Plants hold the answer to most of these questions. Sophie Berdugo wrote a great piece in the New Scientist2 about how 'the origins of human technology could have been profoundly misunderstood'. She looked at archaeological findings that suggest there could have been a botanical age before the Stone Age, where our lives were supported by woodworking and weaving plant materials. The use of tools made from plants is, Berdugo writes, universal in non-industrialised societies and in our closest ape relatives, so surely ancient hominins must have used plants in a big way too. She talks to some researches, like Linda Hurcombe at the University of Exeter and Dean Falk at Florida State University, who are studying 'this undiscovered era of human evolution'.

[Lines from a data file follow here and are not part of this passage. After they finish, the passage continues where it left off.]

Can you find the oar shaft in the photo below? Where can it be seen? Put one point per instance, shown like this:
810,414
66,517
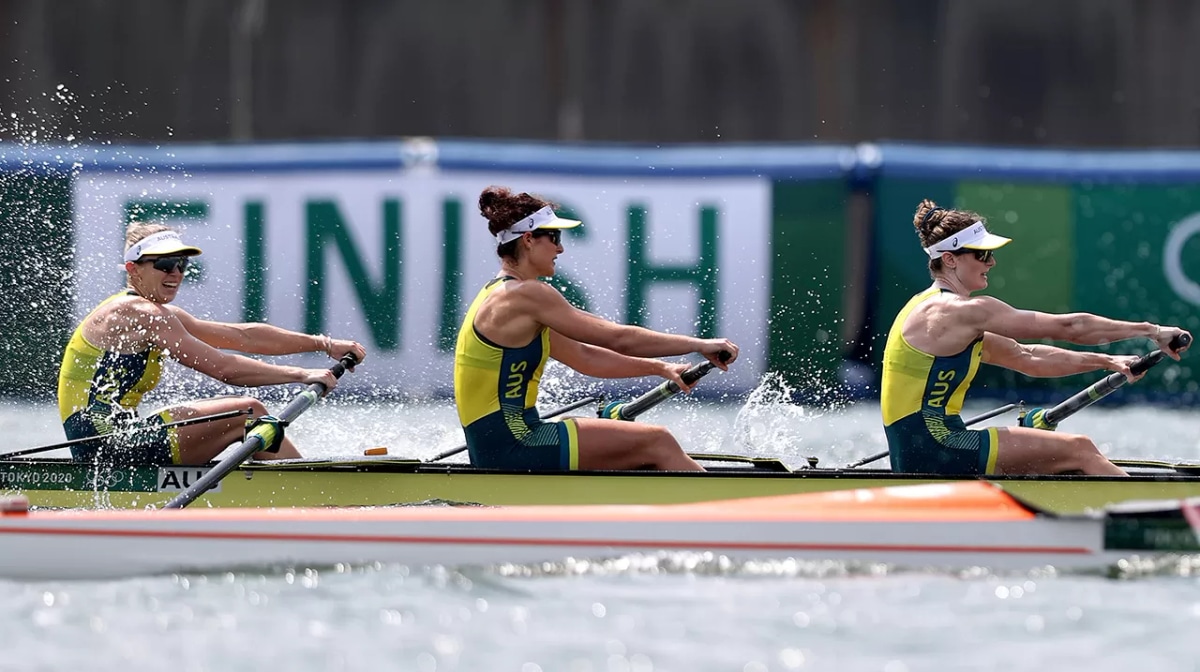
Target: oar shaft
550,414
183,423
660,394
259,438
1110,383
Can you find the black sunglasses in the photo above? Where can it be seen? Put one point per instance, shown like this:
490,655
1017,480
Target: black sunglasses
982,255
167,264
555,235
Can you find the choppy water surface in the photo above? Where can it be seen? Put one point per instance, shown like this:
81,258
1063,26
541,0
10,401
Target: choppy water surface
639,613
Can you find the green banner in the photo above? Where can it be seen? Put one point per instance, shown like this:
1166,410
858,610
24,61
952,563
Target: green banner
35,271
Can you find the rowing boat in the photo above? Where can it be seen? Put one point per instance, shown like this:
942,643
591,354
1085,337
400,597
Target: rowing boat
951,525
394,480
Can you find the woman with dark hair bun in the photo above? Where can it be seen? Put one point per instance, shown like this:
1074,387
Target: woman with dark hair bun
940,337
517,322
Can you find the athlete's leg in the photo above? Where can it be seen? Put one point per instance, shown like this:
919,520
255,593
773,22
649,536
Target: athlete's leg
204,441
1025,450
617,444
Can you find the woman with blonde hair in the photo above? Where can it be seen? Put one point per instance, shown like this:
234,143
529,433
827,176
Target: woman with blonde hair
941,336
115,357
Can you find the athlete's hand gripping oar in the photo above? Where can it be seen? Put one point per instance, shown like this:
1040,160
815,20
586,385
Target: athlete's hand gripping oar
553,413
1095,393
631,409
261,437
979,418
184,423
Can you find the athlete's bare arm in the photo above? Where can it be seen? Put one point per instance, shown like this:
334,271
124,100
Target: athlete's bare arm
263,339
1048,361
603,363
163,329
549,307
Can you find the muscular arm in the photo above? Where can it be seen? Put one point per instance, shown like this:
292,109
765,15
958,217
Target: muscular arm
1039,361
1085,329
601,363
549,307
167,331
250,337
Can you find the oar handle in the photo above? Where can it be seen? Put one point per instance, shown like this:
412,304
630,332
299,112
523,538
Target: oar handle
660,394
1110,383
261,437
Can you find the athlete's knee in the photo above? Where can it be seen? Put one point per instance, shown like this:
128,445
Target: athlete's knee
664,444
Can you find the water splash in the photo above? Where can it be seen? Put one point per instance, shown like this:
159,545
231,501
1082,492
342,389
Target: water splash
768,421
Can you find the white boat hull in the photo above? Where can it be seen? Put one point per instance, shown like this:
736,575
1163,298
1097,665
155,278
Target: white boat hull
923,526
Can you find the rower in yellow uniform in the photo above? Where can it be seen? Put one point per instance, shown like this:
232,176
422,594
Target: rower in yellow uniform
517,322
115,357
941,336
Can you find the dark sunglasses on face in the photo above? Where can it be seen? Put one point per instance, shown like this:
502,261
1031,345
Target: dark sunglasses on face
555,235
167,264
982,255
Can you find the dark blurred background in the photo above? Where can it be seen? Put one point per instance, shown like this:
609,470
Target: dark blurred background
1026,72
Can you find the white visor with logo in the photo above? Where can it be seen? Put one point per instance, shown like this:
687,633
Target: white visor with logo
972,238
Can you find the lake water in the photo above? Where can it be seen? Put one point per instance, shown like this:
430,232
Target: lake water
641,613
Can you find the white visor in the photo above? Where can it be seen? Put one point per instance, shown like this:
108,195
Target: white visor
162,243
544,219
975,238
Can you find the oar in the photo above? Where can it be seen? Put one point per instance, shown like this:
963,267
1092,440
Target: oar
259,437
979,418
127,432
553,413
631,409
1109,384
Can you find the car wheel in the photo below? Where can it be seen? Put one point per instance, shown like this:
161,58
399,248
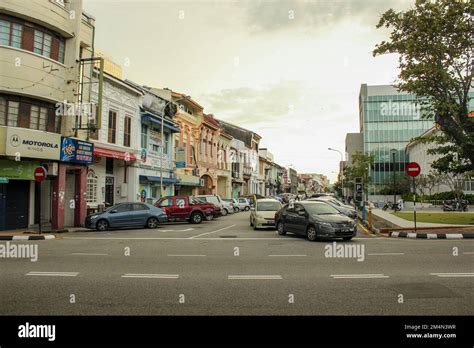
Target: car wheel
280,229
102,225
152,223
196,218
311,233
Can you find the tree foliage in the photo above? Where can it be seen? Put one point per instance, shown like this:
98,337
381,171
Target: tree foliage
434,40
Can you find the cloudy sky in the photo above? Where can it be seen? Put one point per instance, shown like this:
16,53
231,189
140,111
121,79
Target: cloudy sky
290,70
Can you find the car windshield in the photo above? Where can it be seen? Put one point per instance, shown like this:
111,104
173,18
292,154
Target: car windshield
268,206
320,209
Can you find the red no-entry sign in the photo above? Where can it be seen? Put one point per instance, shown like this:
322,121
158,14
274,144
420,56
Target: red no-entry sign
40,174
413,169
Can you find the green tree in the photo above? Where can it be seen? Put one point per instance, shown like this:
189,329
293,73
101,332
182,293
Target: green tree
434,40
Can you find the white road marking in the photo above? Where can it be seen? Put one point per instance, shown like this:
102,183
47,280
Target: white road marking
151,276
358,276
54,274
302,255
381,254
206,233
89,254
452,275
254,277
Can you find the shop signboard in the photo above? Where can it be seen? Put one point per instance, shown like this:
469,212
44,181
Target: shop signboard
25,143
76,151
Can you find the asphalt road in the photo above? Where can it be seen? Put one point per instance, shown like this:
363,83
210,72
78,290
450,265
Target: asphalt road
225,267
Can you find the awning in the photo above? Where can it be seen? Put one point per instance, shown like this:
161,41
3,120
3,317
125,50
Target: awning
126,156
148,116
156,179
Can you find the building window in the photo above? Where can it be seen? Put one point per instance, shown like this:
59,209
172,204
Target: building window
91,190
144,136
28,113
127,131
112,127
33,38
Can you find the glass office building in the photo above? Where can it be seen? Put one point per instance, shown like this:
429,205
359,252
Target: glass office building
388,121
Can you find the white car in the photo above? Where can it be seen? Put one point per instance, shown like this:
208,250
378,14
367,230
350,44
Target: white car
263,213
243,204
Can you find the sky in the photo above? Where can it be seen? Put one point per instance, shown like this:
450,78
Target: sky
289,70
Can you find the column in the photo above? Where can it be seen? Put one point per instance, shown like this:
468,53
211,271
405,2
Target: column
80,192
59,185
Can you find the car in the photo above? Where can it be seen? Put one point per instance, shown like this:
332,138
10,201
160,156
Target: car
227,206
243,203
127,214
187,208
262,214
342,208
314,220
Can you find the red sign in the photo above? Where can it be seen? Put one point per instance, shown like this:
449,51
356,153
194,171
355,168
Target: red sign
40,174
413,169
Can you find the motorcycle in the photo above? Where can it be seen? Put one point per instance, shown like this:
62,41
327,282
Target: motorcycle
455,205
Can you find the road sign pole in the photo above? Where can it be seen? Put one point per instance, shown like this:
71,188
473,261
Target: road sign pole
414,202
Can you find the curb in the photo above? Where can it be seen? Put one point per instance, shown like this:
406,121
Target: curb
38,237
431,235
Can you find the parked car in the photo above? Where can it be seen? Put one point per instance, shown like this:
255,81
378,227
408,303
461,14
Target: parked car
262,214
313,220
342,208
187,208
243,204
129,214
227,206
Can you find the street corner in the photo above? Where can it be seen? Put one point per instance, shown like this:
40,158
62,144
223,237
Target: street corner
27,237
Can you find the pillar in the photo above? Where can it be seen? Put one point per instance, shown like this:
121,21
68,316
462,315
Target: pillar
80,192
59,186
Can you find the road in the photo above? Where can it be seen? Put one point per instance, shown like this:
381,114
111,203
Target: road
225,267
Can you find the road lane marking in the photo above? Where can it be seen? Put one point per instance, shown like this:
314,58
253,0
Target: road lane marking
358,276
254,277
382,254
206,233
89,254
151,276
53,274
452,275
302,255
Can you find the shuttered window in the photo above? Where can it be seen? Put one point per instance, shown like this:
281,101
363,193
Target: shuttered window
15,33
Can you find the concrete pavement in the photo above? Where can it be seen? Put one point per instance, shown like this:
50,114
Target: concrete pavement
225,267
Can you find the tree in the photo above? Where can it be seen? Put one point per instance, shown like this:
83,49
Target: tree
434,41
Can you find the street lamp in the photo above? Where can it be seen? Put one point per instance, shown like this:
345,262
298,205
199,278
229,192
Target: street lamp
342,170
163,139
394,152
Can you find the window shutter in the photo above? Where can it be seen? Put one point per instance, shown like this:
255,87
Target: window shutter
55,49
28,38
50,125
24,115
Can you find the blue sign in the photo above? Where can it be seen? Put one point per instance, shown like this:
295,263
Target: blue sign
76,151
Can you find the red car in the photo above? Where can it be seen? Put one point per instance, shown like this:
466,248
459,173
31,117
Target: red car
187,208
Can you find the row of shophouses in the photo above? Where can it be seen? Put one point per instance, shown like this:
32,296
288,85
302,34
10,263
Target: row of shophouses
103,139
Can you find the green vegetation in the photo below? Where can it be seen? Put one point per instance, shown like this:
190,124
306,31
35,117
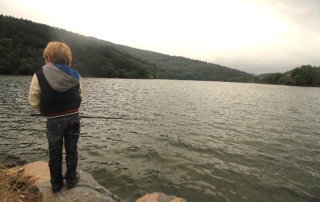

With new research techniques, evidence is emerging of fragments of this biodegradable history that have stuck around: a wooden toothpick in a skull, wooden building materials, wooden digging tools and spears, plant fibres twisted into a thread clinging to a 50,000-year-old stone tool. And aside from the physical evidence, many academics - such as feminist anthropologists Nancy Tanner and Adrienne Zihlman, have suggested that plant-based tools and items were an important part of our lives in prehistory, fundamental to our survival and evolution, based on drawing parallels with current behaviour seen in our closest relatives, behaviour in modern hunter-gatherer societies, and just basic logic: we were surrounded by plants, we had to build shelter, and hold our babies, and store food. Of course we'd have used plants.
Berdugo's article focuses on 'humanity's possible pre-Stone Age botanical period', but I think we should acknowledge that we are in an everlasting Botanic Age. We're waiting for further physical archaeological evidence of these perishable remnants of our history, but it feels obvious that we have used plants throughout our history. We've certainly eaten them, and were interacting with them every day. It seems nonsensical to entertain the idea that we made tools from stone and metal without turning before that, and throughout that period, to the plants around us and using wood and natural fibres to help us survive and thrive. We continue to do so.
The linear progress narrative is problematic. It's the one that leads to the (inaccurate) diagram of human evolution that makes it seem like linear progression: ape then early human then modern human, standing straighter with each leap forward. I see it reflected in the Stone Age, Bronze Age, Iron Age naming progression. It creates the idea that progress is about leaving things behind, that great leaps are made when we ditch one approach or material for another. It ignores what must be true: that we some skills and materials have been fundamental to our life throughout our history and should continue to be. The idea that the Botanic Age occurred before the Stone Age but then stopped doesn't make sense; we still rely on plants for survival today, we still make clothes and tools and other things that support our lives from plants. And we should make more things from plants. If our current era had a materials-based name, it would be the Plastic Age. As we work to mitigate the climate and biodiversity crises, we must leave behind fossil fuel-derived materials and return to honour the everlasting Botanic Age: mend our relationships with plants and reconnect with the ways we can work in harmony with them to ensure our survival.
Ideas about 'technology' and 'progress' - that they must be rooted in extractive, exploitative, 'masculine' approaches, that the way forward is to leave things associated with pre-late stage capitalism behind - are socially constructed, and they're harming us. We need to embrace a revived relationship with the natural world, our everlasting Botanic Age.